Type of impact upon the roost

Proposed mitigations

Type of mitigation
Specific technical detail of measure
A Non-licensed Method Statement (NLMS) was produced by TEP to facilitate the immediate continuation of elements of works that would not result in any impacts (including potential disturbance) to any potential roost features identified. This involved a detailed review of the itemised works programming including all methods and equipment. A toolbox talk was delivered to all contractors as part of the NLMS prior to the recommencement of works that had been halted when bats were discovered.
TEP then completed nocturnal roost surveys to confirm the status of the roost and identify all access points being used by bats. It was determined that the remaining works could be completed without resulting in the modification of, obstruction to, or destruction of the roost.
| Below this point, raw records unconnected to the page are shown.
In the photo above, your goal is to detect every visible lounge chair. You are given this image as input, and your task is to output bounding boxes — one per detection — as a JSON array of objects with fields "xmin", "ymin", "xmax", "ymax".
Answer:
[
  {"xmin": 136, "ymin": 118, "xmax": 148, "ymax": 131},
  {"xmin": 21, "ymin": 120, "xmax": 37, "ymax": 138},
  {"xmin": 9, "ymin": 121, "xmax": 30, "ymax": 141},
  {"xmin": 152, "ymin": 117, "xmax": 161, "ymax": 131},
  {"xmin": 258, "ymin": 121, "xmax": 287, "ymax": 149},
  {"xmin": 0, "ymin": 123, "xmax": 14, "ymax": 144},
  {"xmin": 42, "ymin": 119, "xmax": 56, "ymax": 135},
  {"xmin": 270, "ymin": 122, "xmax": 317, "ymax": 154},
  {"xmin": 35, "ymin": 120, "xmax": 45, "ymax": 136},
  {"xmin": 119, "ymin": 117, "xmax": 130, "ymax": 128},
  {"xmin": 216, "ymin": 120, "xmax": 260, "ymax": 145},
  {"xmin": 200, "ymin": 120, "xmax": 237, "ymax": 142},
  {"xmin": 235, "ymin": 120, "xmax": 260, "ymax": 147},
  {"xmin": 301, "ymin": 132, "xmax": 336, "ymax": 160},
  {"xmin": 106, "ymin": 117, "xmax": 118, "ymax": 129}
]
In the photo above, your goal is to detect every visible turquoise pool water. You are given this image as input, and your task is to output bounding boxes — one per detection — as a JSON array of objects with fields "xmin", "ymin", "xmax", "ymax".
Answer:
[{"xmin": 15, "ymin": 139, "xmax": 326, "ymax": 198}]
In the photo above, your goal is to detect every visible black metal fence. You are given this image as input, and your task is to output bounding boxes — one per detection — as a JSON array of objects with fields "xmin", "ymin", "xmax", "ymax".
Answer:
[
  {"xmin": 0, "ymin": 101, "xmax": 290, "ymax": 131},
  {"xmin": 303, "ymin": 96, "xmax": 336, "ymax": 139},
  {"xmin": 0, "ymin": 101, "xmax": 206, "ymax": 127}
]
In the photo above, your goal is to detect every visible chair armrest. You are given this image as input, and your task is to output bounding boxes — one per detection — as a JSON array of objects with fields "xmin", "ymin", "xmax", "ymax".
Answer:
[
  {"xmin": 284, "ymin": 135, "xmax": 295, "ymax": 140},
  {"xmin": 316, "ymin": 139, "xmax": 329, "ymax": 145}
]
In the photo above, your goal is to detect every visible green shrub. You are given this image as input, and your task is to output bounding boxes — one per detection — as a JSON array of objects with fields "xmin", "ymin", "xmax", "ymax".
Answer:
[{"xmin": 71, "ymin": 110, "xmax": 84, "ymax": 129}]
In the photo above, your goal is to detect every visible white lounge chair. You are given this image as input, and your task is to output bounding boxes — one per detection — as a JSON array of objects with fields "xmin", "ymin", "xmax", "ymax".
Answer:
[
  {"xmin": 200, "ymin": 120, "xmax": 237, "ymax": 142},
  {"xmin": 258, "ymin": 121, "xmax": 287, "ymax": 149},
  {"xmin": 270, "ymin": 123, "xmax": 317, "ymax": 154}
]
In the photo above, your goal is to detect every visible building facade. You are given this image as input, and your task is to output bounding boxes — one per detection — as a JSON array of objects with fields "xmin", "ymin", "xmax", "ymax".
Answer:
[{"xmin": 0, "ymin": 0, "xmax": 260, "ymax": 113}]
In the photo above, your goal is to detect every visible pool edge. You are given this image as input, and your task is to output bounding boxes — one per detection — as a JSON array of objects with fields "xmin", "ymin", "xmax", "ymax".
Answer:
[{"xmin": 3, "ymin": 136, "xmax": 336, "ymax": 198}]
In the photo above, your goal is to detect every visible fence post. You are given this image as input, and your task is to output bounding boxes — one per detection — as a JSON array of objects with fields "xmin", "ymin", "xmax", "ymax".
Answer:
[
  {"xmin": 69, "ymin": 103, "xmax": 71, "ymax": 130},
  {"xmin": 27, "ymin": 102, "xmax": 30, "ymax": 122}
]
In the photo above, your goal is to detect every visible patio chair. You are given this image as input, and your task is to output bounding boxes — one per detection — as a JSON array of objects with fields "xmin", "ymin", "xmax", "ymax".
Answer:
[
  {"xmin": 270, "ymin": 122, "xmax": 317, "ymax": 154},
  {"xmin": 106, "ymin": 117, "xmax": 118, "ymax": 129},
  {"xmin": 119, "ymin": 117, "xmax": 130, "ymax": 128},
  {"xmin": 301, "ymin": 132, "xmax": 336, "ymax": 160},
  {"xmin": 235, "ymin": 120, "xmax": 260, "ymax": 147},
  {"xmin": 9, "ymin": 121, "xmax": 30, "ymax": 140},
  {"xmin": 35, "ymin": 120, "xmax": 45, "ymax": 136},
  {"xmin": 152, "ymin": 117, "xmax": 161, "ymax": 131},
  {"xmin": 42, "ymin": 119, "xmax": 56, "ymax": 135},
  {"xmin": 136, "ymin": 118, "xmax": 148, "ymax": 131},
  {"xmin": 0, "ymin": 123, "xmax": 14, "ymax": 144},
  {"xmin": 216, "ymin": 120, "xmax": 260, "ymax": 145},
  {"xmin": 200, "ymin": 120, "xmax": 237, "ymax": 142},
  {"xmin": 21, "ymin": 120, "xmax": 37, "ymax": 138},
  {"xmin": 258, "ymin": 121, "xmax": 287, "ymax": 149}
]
TEP instructed that the remaining works must be completed outside of the breeding season to avoid potential disturbance to bats.
TEP completed an inspection of the roof void in November 2021 and confirmed that a total of 11 (likely juvenile) brown long-eared bats had remained in the roof void but that the maternity roost had disbanded. The remining works were confirmed to require entry into the roof void for a period of no more than 2 hours to pass cables through and attach the small extractor fan unit (careful examination determined that the extractor fan would not affect the temperature or humidity of the roost). A further toolbox talk was delivered to the project electrician and remaining works were completed using precautionary working methods (time and noise limitation, red light torch, and Covid measures).
Relevant annotated figures
Roost location
In Roof Void
Aspect of roost
Roost material(s)
  • Bitumen Felt
  • Timber Roof Frame
Nearest commuting feature

Monitoring data

Length of monitoring proposed
Minimum of 2 years (currently investigating long term monitoring via the NBMP)
Frequency of monitoring
Every 12 months between June and August.
Type of monitoring
Dusk and Dawn Survey
Date and time
10th August 2022 21:30
Evidence recorded
4 brown long-eared bats recorded emerging from Access Points 1 and 2. A newly identified day roost for an individual soprano pipistrelle bat was additionally recorded (Access to roof void via vent shown on previous photos at the top of the front aspect)
Internal temperature and humidity recorded
External temperature and humidity recorded
25-22 degrees C
Interventions made
It was noted that external lighting had been fixed to the building. After a discussion, Apt-Design confirmed that they were unaware that the lighting (intended for security) had been set to remain on throughout the night. They agreed to arrange with the security firm that they would be put onto a motion sensor which would be highly unlikely to be triggered by bats.

Final details

Lessons learned
This was a fantastic exercise in finding an ideal solution to the 'problem' of finding a bat roost during works that minimised impacts (costs and delays) to the project and ensured that the maternity bat roost identified would remain in situ.

Paul and Sarah (owners of Apt-Design), and their contractors, told me that they enjoyed learning about bats via frequent communications and onsite toolbox talks, and were, as a result of this, more than happy to share their work space with the bats. Paul even came along to one of the dusk surveys with his daughter to help us count the bats out which was a new experience for them both. I would class this as a win for bat conservation!

I have since stayed in touch with Paul and Sarah and they know that they can contact me if they have any further issues or questions, and I will help in any way that I can in my capacity as a bat group committee member and carer with the Leicestershire and Rutland Bat Group.

I am hopeful that the adjustment to the external lighting (and that the extreme heatwaves seen in 2022 aren't repeated in 2023) will result in the maternity roost returning in full force this year, in which case I will look to include it with the bat groups NBMP counts.